FE&S: Tell us about your industry experience.
MZ: I worked previously in contract foodservice in many convention centers nationally.
FE&S: What attracted you to the foodservice industry in general, and to the campus dining segment in particular?
MZ: I always knew I wanted to work in hospitality, maybe as a hotel GM, but from my first job I have always worked in kitchens. As time passed and experiences grew, I simply couldn’t imagine working anywhere but in a kitchen.
I made the move to campus dining for two reasons: First, I wanted to be a part of Michigan’s culture of excellence, on the forefront of industry sustainability initiatives. Second, work/life balance is a priority here. As a chef, you’ll never see your family more than if you’re working for a university. My wife and I just welcomed our first child, and it’s really comforting to know that my daughter will see me every day, and I’ll be there for the important holidays.
FE&S: What’s the best career advice you have been given?
MZ: Take time to breathe. Make sure your decisions and reactions toward your team are measured and thoughtful. As pertaining specifically to the university, I often remind myself what our executive chef Frank Turchan, CEC, explained to me: “You’re driving a cruise ship, not a speed boat. Be patient and remember the university has been here for 200 years. You’re not going to finish all of your projects in a day.”
FE&S: What’s an important lesson you’ve learned about working in this segment?
MZ: Really the sky is the limit with your creativity. M Dining affords me the freedom to try anything if it will better serve our students. I realize now that I have a lot more opportunity to have fun with menus and events than I ever did in a contracted catering environment.
FE&S: What trends and future directions in campus dining are most exciting to you?
MZ: I love that the guests appreciate varieties of healthful and adventurous foods from around the world. At Michigan, we serve composed, plated entrees in all of our stations. Every day is exciting and new. The misconception that we have long tray lines of steamtable wells and big scoops is fading, and chefs from across the industry are catching on to the fact that you can do “your food” on campus and get more satisfaction from immediate feedback from our residents.
FE&S: Where do you see the biggest need for change or improvement?

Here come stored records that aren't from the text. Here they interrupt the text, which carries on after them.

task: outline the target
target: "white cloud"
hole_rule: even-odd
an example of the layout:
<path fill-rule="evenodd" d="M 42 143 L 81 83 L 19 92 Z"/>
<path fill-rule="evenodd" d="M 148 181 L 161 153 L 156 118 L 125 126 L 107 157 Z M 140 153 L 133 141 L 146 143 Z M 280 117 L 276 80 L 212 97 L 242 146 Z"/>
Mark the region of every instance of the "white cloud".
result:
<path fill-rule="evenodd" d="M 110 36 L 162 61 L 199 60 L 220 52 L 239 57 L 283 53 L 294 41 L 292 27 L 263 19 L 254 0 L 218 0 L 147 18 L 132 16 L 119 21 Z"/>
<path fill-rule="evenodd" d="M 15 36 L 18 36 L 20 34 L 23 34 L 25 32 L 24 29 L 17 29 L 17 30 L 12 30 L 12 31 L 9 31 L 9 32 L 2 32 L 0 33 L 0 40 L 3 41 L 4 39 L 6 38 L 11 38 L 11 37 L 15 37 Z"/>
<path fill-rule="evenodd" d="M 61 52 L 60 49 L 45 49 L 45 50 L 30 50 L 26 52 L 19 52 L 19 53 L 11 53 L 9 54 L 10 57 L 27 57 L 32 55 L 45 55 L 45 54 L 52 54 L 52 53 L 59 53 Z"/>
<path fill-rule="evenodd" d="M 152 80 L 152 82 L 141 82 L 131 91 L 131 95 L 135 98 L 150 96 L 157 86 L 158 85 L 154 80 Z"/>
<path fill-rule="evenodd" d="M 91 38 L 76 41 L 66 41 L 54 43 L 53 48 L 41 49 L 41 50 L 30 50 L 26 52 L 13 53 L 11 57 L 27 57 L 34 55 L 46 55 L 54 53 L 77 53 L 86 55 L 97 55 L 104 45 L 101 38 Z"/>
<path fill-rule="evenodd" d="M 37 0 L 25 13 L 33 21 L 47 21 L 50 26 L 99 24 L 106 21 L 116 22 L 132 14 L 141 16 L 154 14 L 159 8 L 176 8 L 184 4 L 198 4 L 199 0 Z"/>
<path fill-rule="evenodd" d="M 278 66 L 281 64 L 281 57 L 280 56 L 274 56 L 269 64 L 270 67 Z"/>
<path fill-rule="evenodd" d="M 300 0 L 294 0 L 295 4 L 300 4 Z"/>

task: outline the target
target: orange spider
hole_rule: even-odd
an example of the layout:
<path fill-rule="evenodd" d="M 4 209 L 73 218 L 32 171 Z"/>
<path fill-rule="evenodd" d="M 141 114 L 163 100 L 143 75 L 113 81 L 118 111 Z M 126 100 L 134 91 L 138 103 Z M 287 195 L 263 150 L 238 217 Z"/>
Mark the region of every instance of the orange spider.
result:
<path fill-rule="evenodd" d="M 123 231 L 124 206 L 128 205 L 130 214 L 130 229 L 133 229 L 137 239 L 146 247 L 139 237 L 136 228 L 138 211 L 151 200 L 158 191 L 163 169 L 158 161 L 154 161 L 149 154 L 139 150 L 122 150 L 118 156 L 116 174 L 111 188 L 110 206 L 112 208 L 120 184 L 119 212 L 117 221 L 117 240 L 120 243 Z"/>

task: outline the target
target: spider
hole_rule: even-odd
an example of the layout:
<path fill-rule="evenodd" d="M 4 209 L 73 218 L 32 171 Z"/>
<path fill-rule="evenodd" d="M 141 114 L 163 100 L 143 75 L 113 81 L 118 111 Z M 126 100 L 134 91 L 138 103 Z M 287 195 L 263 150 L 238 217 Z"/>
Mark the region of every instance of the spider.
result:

MZ: I think we can expand the work we’re doing to tell our sustainability story. M|Dining is already humming with great systems set up for single-stream recycling, composting and working with local farmers and fisheries. We have a unique opportunity to immerse students in this culture for a few years. If we share and educate, these initiatives will become the norm for them. Then graduates will demand the same out of the rest of the world wherever they end up.
FE&S: Describe the biggest challenge you have overcome.
MZ: The biggest challenge is keeping a large staff motivated and engaged all year round. I think Michigan chefs keep it fresh with expansive menus, special events and even an ACF-sanctioned culinary training program that is run completely internally with all of the talent we have here.
FE&S: What are you most proud of?
MZ: Meeting with parents of incoming freshman with serious food allergies and seeing the relief on their faces when they understand how seriously we take the safety and wellness of their children. Michigan has made training and systems around food safety with allergens our first priority, and I take a ton of pride in knowing we make food and nutrition easy for these students. They have enough to worry about and by taking that fear and stress off of their plates, they are surely freed up to concentrate and excel in class and on campus.
FE&S: Complete the sentence as it relates to your campus dining program: “I really wish we could …”
MZ: … buy 100 percent locally! Though that can be tough in Michigan in the winter, everyone here is charging toward that goal regardless. It’s really a pleasure to work with our state’s awesome products, and you can truly taste the difference.
FE&S: What keeps you in this industry?
MZ: I love campus foodservice because there are so many resources here to support you, both physically as well as human capital. Additionally, there are not many jobs where the executive chef gets to meet with eight other executive chefs every week to bounce ideas off of and push each other to excel. That environment, coupled with the work-life balance that can be achieved … I can’t imagine a better place to be a chef. GO BLUE!